Christopher Rhoades Dÿkema crdbronx at erols.com
Thu Jul 26 10:21:16 PDT 2001


Thanks Carrol. Calling it a twin probably is too facile, and your comments are helpful. I am not against non-violent action, nor do I think non-violence is the only way to go under all circumstances. I agree with this, certainly --

Carrol Cox wrote:


> "armed struggle"
> has misleading connotations outside peasant societies, in which
> "prolonged struggle" necessarily includes, at some point, "prolonged
> armed struggle."

At the same time, isn't this about conditions that are more part of the past than the present, even in the less developed countries?


>

This gets closer to what I meant --


>
> Pacifism puts makes the question of force a metaphysical choice; the
> opposite would be a theory which glorifies violence for its own sake.
> Both are idealist in that they assume the priority of thought to action
> rather than seeing thought as emerging from and making sense of ongoing
> social activity.
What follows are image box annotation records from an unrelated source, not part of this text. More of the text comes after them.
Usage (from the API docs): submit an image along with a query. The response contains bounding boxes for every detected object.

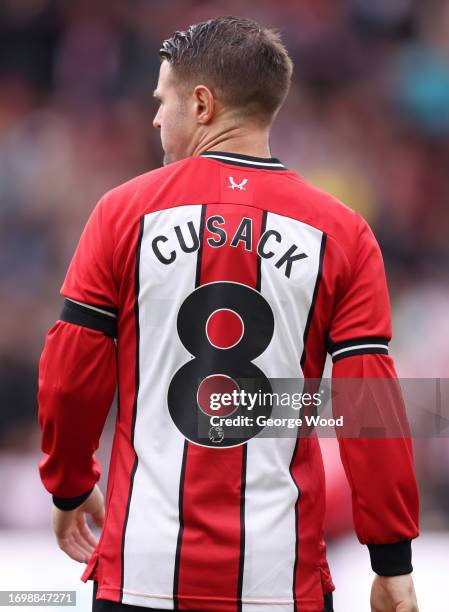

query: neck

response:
[192,127,271,157]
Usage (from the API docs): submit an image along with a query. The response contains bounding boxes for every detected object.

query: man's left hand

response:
[52,485,104,563]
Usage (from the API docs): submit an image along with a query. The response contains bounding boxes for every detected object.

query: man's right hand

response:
[371,574,419,612]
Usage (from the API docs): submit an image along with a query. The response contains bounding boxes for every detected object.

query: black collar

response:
[200,151,287,170]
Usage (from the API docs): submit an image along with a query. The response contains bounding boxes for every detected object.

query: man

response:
[39,17,418,612]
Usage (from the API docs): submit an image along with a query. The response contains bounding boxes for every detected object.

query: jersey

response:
[39,151,418,612]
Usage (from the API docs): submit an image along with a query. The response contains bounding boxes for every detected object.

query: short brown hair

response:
[159,17,293,120]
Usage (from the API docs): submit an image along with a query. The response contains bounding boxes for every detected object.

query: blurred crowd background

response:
[0,0,449,584]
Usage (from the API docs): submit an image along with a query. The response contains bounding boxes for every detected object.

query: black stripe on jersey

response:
[59,298,117,338]
[173,204,207,610]
[120,217,145,603]
[200,151,287,170]
[237,444,248,612]
[328,336,388,363]
[173,440,189,610]
[301,232,327,372]
[53,487,94,510]
[256,210,268,291]
[195,204,206,287]
[289,438,301,612]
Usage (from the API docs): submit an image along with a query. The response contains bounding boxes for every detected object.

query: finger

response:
[58,538,89,563]
[73,531,94,558]
[78,517,98,546]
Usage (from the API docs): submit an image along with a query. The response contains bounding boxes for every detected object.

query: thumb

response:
[92,507,104,527]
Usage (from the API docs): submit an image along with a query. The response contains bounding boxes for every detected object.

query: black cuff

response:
[368,540,413,576]
[53,487,94,510]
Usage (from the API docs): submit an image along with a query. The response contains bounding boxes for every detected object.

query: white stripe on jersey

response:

I don't know how to label accurately the opposite of
> pacifism; only from a pacifist perspective is its opposite violence.
>
> One can also say of both pacifism and its unnamed opposite that they
> turn a question of tactics and strategy into a question of metaphysical
> morality.
>
> Carrol

Actually, when I called pacifism and "armed struggle" (in quotes because I agree it's not a good term for what I mean) twins, I had in mind a psychological unity between the disposition towards the two political approaches. I recall, all too clearly, people who flipped over from a commitment to non-violence to what they themselves called armed struggle. In both cases the commitment was essentially a narcissistic moralism. For example, in both phases they saw their activities as acts of moral witness, and said things like "I cannot stand idly by......" etc.